2. Zudem fordern wir, dass der „Russlandtag“ nicht nur ausgesetzt, sondern endgültig abgeschafft wird. Stattdessen soll regelmäßig ein „Ostseetag“ stattfindet. Zu diesem werden neben wirtschaftlichen und politischen Vertreter*innen aus dem demokratischen Ostseeraum, – soweit für deren Sicherheit vertretbar – auch demokratische sowie progressive Organisationen aus der russischen Zivilgesellschaft und der Opposition eingeladen.

3. Zudem fordern wir zu prüfen, auf welchem Wege eine nachhaltige und demokratische Entwicklung im gesamten Ostseeraum grundständig und intensiver als bisher gefördert werden kann.
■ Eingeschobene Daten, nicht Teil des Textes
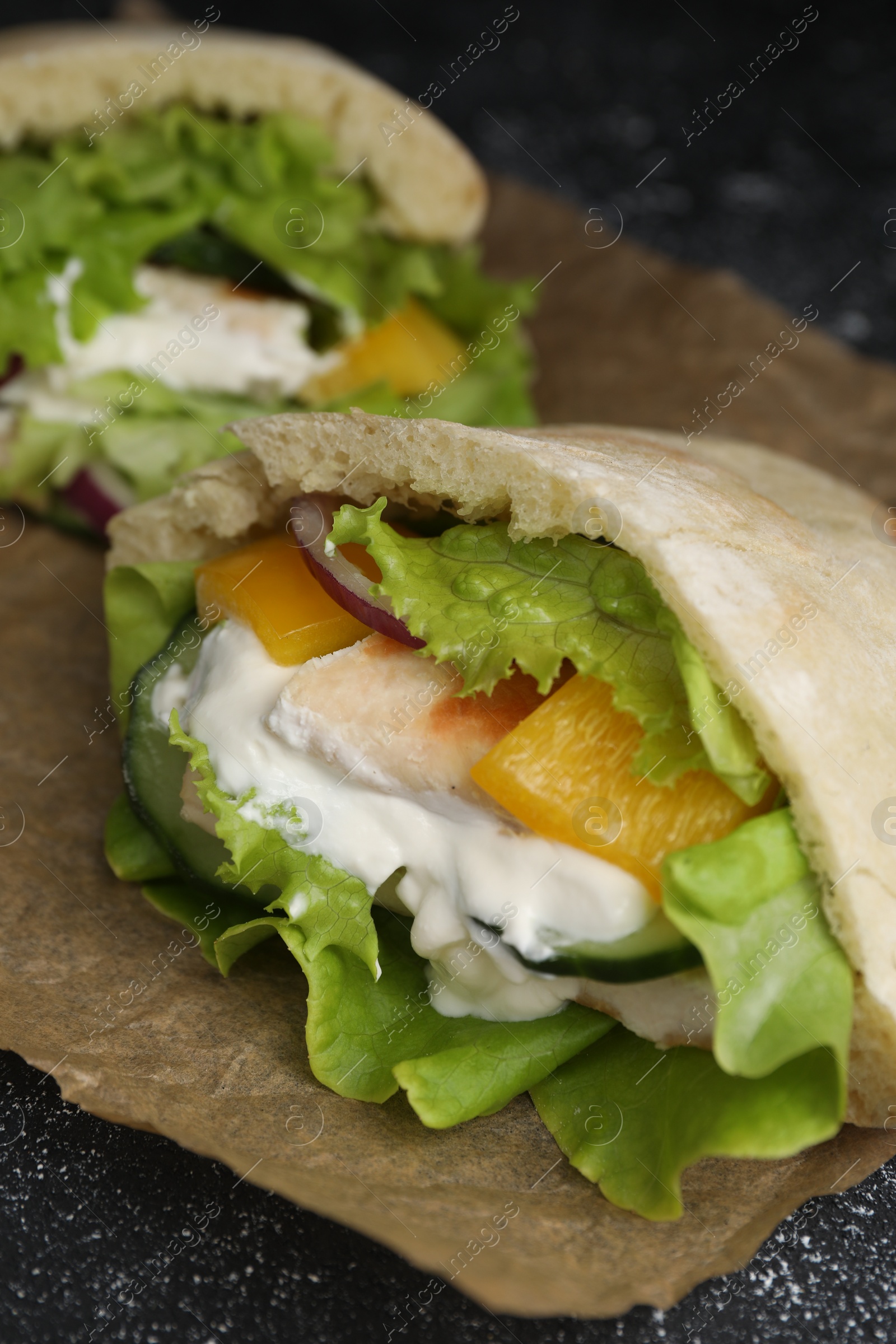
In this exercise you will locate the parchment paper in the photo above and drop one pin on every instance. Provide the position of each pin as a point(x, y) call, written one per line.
point(136, 1027)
Das demokratische Forum der Ostsee-Parlamentarier-Konferenz muss eine Aufwertung erfahren. Neben dem Fokus auf Demokratie und Nachbarschaft sollen auch entstandene existentielle Folgen für Unternehmen und Personen aufgrund des Abbruches der Beziehungen zwischen MV und dem Putin-Regime abgefedert und humanitäre Hilfe in der Ukraine und Unterstützung bei der Aufnahme und Integration der Geflüchteten aus der Ukraine geleistet werden.

Diese Maßnahmen stellen erste Schritte in eine sich wandelnde Politik zu Russland dar. Dieser Prozess muss nachhaltig sein und alle Teile des Verbandes (Jusos und SPD) Partizipation ermöglicht. Daher setzen wir auf eine breite Beteiligung, um das Konzept des demokratischen Ostseeraums weiter mit Inhalt zu füllen, weitere Maßnahmen zu erörtern, weitere Ziele festzulegen und Mittel und Wege zu finden, diese zu erreichen.